Did Afghanistan War Crimes Contribute to Soldier’s Cybertruck Detonation in Las Vegas? (Director's Cut)
Consider my latest Zeteo column a sequel to Monday's edition on New Orleans. Plus developments from Iraq, Syria and… Greenland
Consider my latest Zeteo column a sequel to Monday's edition on New Orleans. Plus developments from Iraq, Syria and… Greenland
Column edited by Zeteo; pre-paywall text edited by Sam Thielman
I'M WRITING IRON MAN FOR MARVEL COMICS! IF YOU PUT IT ON YOUR PULL LIST AT A COMIC STORE (AN ONGOING SUBSCRIPTION WHERE THE STORE RESERVES EACH ISSUE FOR YOU), I'LL SEND YOU FREE STUFF! EMAIL SOME KIND OF RECEIPT TO FOREVERWARS.BULLPEN@GMAIL.COM AND THE SWAG WILL BE YOURS!
THE COLUMN BELOW started life with the idea that it could cover both the New Orleans and Las Vegas attacks from New Year's Day. For reasons both personal and professional, I quickly learned it couldn't. I ended up breaking the first half off and providing it to my Zeteo editor for my January column. The second half you read on Monday.
Unfortunately, separating them means the same body of text can't compare the two incidents. I was hoping to do so here, in the section before the paywall, but frankly my friend Jonathan Katz did it better than I will. My column, which you'll see below, is quite directly about blowback, in any event. Also, one item I was unable to find a smooth placement for: Sgt. Matthew Livelsberger apparently wanted to get his accounts of U.S. war crimes in Afghanistan to Pete Hegseth for redress. Hegseth, however, is a prominent supporter of U.S. war criminals.

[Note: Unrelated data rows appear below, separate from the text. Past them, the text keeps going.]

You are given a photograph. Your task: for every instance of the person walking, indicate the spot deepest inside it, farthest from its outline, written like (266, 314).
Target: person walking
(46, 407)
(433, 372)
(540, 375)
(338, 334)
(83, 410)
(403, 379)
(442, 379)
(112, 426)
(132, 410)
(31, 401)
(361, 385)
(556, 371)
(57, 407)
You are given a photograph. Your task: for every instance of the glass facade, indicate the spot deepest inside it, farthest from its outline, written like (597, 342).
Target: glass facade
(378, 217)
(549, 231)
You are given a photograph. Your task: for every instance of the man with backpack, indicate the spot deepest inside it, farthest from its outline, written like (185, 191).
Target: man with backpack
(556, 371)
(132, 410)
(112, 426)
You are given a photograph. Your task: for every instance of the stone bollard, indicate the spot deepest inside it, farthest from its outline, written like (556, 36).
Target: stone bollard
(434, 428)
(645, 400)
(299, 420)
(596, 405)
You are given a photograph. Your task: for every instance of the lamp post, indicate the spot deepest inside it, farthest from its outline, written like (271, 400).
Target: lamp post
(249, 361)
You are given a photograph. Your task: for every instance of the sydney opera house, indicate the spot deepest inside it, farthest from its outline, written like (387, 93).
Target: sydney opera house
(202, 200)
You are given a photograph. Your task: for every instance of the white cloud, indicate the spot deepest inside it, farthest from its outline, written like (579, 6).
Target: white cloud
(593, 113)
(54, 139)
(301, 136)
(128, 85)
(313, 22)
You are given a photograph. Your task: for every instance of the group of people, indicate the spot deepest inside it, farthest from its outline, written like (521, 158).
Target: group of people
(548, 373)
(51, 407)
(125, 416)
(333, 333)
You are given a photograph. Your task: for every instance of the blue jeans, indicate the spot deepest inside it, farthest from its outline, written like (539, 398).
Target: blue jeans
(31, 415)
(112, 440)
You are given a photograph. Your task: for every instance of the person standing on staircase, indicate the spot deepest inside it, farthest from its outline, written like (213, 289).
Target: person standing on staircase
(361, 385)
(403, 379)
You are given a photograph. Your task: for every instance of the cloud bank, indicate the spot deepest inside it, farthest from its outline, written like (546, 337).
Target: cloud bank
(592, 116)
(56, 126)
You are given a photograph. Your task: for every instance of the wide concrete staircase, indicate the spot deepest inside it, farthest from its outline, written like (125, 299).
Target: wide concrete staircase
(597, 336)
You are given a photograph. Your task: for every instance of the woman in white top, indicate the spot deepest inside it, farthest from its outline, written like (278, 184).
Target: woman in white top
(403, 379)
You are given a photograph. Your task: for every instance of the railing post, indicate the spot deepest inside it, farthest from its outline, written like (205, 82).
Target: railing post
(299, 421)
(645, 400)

I have an IRON MAN script due very soon, so I'm going to present this column for subscribers and get back to that. Before I get on with it, there are a couple stories I wanted to call to your attention.
On December 18, Adrian Blomfield of the Daily Telegraph reported that in early November, the U.S. military command in Iraq gathered Syrian militants on its payroll at the al-Tanf base. There it reportedly instructed them to consolidate and take Palmyra so ISIS wouldn't capture the city in the event of the fall of Bashar al-Assad. I have a lot of questions about this, and U.S. Central Command has so far responded to none of them. But if true, Blomfield's report suggests that the U.S. had advance knowledge (cough Turkey cough) of Hayat Tahrir al-Sham's march from Idlib to Damascus.
My friend Matt Duss, Bernie Sanders' former foreign-policy adviser, has what he describes as a 3000-word piece about the Democrats' status as the party of war. Reader, I have not read Matt's piece yet, but I'm sure it's great, so you should beat me to it. "In foreign policy as elsewhere, Democrats positioned themselves as defenders of a set of ideas and assumptions that most Americans no longer trust. As Trump takes office and Democrats prepare to enter the political wilderness, we need to reckon with how they got this so wrong," he writes.
Around Thanksgiving, I read Vince Beiser's great new book Power Metal for a narrative-focused tour of the extractive realities of the minerals and metals fueling transitions away from hydrocarbons. Today he's got a quick primer on Greenland's rare-earth-metals bounty. That provides a material basis for Trump's comments about taking Greenland from Denmark—less “odd outburst” and more “classical imperialism.”
Finally, this week al-Monitor's Amberin Zaman reported that elements of the Iraqi security apparatus want to unravel the U.S. "withdrawal" agreement now that Assad has fallen. We've seen versions of this development many times before, during earlier iterations of planned/forced U.S. departure, from a cohort that the U.S. sponsors, so its interests lie with an indefinite U.S. military presence.